MovieLens

Introduction

Today I am going to analyze the MovieLens data sets, which were collected by the GroupLens Research Project at the University of Minnesota through the MovieLens web site.This data set consists of 100,000 ratings from 943 users on 1682 movies, and was released in April 1998. Each user has rated at least 20 movies, and basic demographic information for the users are included in the data set.

The data set has three tables. The table ‘User’ includes basic demographic info such as age and gender; the table ‘Data’ includes ratings; and the table ‘Movies’ includes information for the movies. I merge the three tables together.

users <- read.table('ml-100k/u.user', sep='|')
colnames(users) <- c('user_id', 'age', 'sex', 'occupation', 'zip_code') #Assign column names
ratings <- read.table('ml-100k/u.data', sep='\t')
colnames(ratings) <- c('user_id', 'movie_id', 'rating', 'unix_timestamp')
movies <- fread('ml-100k/u.item', sep='|', select = c(1:5))
colnames(movies) <- c('movie_id', 'title', 'release_date', 'video_release_date', 'imdb_url')
movie_ratings = merge(movies, ratings, by="movie_id")
lens = merge(movie_ratings, users, by="user_id")

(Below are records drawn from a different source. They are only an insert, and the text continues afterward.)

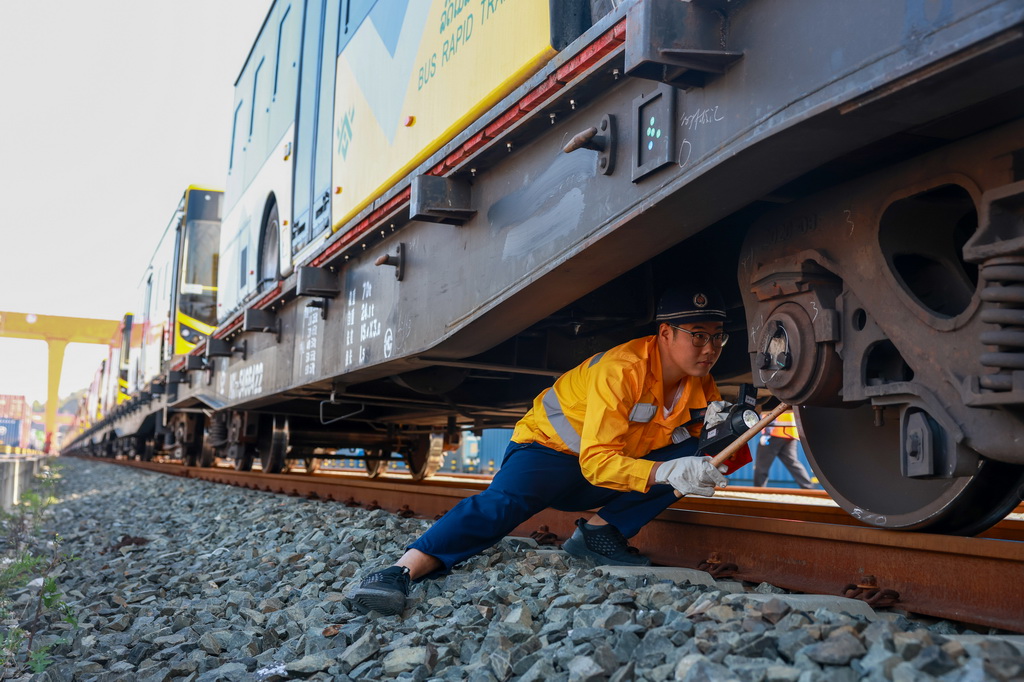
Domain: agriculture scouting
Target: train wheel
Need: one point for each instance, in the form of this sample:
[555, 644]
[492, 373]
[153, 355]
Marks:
[269, 268]
[860, 468]
[375, 467]
[272, 443]
[427, 457]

Distribution of Users’ Ages

Let’s take a look at the distribution of users’ ages.

ggplot(aes(x=age), data=users) + geom_histogram(aes(fill=..count..), binwidth = 5) + 
  ggtitle("Distribution of users' ages") + xlab('age') +ylab('count of users') + 
  scale_x_continuous(breaks = seq(0,81,5)) + 
  scale_fill_gradient("Count", low = "#66CCFF", high = "#003366")

The plot shows that the majority of users are 20 years old to 50 years old. This makes sense because young people are more likely to rate movies than children and older people.

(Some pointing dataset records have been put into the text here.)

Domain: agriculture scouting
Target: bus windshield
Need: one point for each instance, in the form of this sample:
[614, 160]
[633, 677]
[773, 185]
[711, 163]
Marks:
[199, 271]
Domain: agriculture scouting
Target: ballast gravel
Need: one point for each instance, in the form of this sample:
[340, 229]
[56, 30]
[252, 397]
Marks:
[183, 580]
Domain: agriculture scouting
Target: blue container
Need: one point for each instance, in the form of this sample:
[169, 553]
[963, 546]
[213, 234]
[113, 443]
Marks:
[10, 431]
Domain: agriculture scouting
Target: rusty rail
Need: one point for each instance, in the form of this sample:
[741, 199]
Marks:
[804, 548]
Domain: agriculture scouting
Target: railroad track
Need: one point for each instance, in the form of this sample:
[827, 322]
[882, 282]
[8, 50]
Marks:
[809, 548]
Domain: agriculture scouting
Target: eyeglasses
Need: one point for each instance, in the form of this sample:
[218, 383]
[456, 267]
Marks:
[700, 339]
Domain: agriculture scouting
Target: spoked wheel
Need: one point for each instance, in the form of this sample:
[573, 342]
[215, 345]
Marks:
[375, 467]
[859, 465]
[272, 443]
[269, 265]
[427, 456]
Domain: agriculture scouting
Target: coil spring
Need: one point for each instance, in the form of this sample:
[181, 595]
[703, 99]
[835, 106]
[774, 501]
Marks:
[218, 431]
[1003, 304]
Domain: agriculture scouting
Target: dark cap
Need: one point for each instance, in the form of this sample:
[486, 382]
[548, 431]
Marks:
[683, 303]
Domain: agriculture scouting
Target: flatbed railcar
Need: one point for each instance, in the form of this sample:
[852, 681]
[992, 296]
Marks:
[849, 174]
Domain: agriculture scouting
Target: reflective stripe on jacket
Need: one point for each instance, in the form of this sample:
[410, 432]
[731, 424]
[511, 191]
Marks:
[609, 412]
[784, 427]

Then I would also like to take a look the distribution of user’s ages by gender.

ggplot(aes(x=age), data=users) + geom_histogram(aes(fill=..count..), binwidth = 5) + 
  ggtitle("Distribution of users' ages") + xlab('age') +ylab('count of users') + 
  scale_x_continuous(breaks = seq(0,81,5)) + 
  scale_fill_gradient("Count", low = "#66CCFF", high = "#003366") + 
  facet_wrap(~sex, ncol=2)

The graph shows that the number of male users is much higher than that of female users. It may seem strange at first, but it kind of makes sense because this data set was collected in 1998. Back then the Internet was not universal. Some certain groups, such as programmers, might be more active on the Internet than others.

Ratings by Age Group

I am interested in comparing ratings by different ages. To easily analyze the data, I put data into eight age groups.

agelabel <- c('0-9', '10-19', '20-29', '30-39', '40-49', '50-59', '60-69', '70-79')
lens$age_group <- cut(lens$age, seq(0,81,10), include.lowest=TRUE, right=FALSE, labels=agelabel)

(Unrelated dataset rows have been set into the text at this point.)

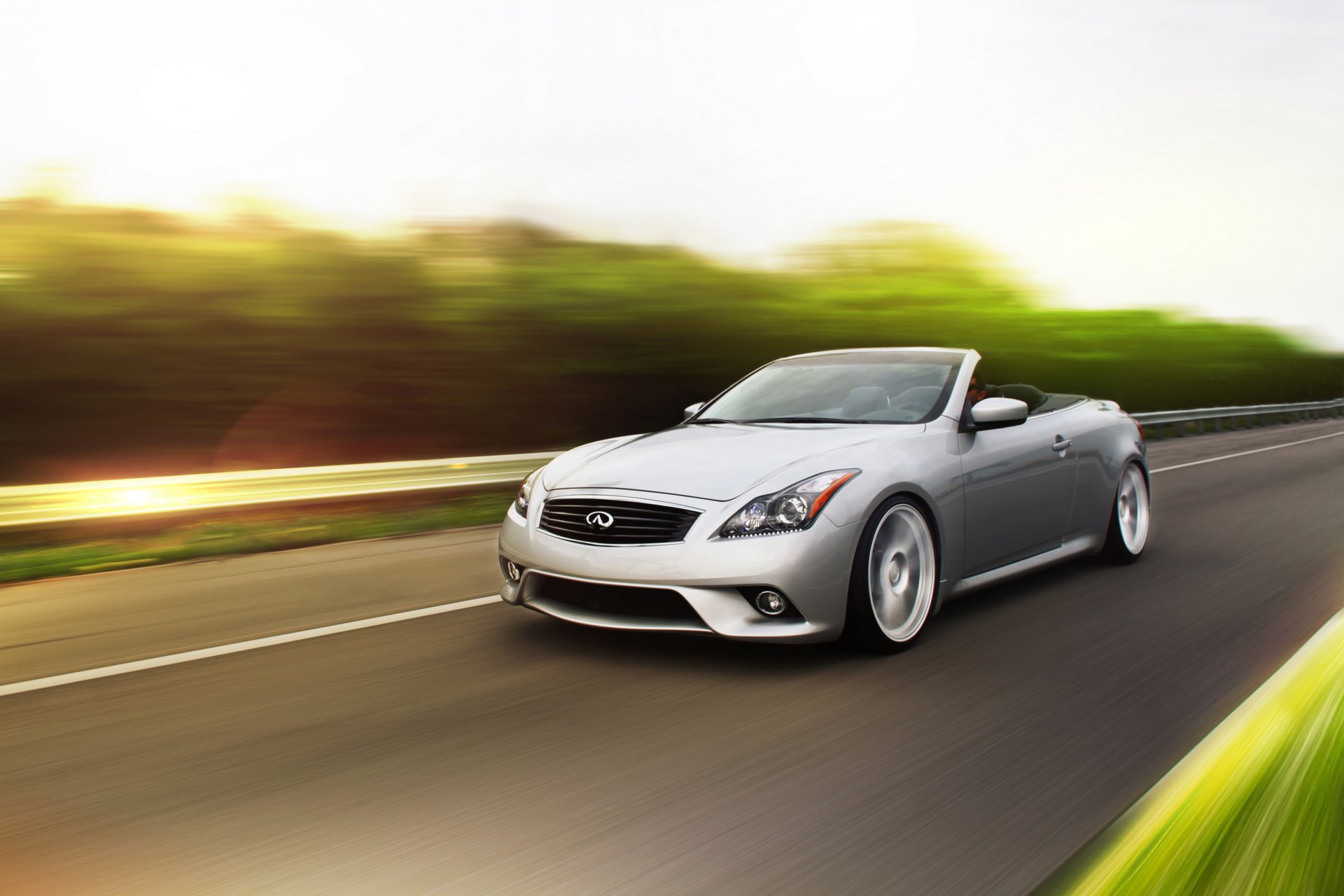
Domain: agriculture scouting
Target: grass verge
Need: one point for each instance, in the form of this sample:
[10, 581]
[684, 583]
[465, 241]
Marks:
[1257, 808]
[73, 550]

rating_by_age_group <- lens %>% group_by(age_group) %>% summarise(mean=mean(rating))

ggplot(data=rating_by_age_group, aes(x=age_group, y=mean)) +
  geom_bar(stat="identity", fill="#FF6666") + 
  scale_y_continuous(limits = c(0, 5)) + 
  ggtitle("Ratings by Age Group") + 
  ylab("Movie Ratings") + 
  xlab("Age Groups")

It does not seem like age plays an important role in ratings. Only ratings by age group 10-19 years old, 20-29 years old are slightly lower than other age groups. However, the difference is not significant.

Then I am also interested in ratings by different age groups and gender.

rating_by_age_group_sex <- lens %>% group_by(sex, age_group) %>% summarise(mean=mean(rating))
ggplot(data=rating_by_age_group_sex, aes(x=age_group, y=mean, fill=sex)) +
  geom_bar(stat="identity", position=position_dodge()) + 
  scale_y_continuous(limits = c(0, 5))+ 
  ggtitle("Ratings by Age Group and Sex") + 
  ylab("Movie Ratings") + 
  xlab("Age Groups")

The rating difference caused by gender within every age group is not considerable except age groups 60-69 years old and 70-70 years old. For these two age groups, the ratings by males are obviously higher than that by females.

Ratings by Occupation

Then let’s look if occupation matters in terms of movie ratings. First, let’s plot count of ratings by occupation.

total_rating_by_occupation <- lens %>% group_by(occupation) %>% 
  summarise(mean=mean(rating), N=n()) %>% arrange(desc(mean))

ggplot(aes(x=reorder(occupation, N), y=N, fill=N), data=total_rating_by_occupation) +
  geom_bar(stat = "identity") + 
  scale_fill_gradient("Count", low = "#66CCFF", high = "#003366") + 
  ylab("Number of Ratings") + 
  xlab("Occupation") + 
  ggtitle("Number of Ratings by Occupation") + 
  coord_flip()

It looks like students rated a lot of movies, which makes sense because students were more likely to have access to the Internet in 1998.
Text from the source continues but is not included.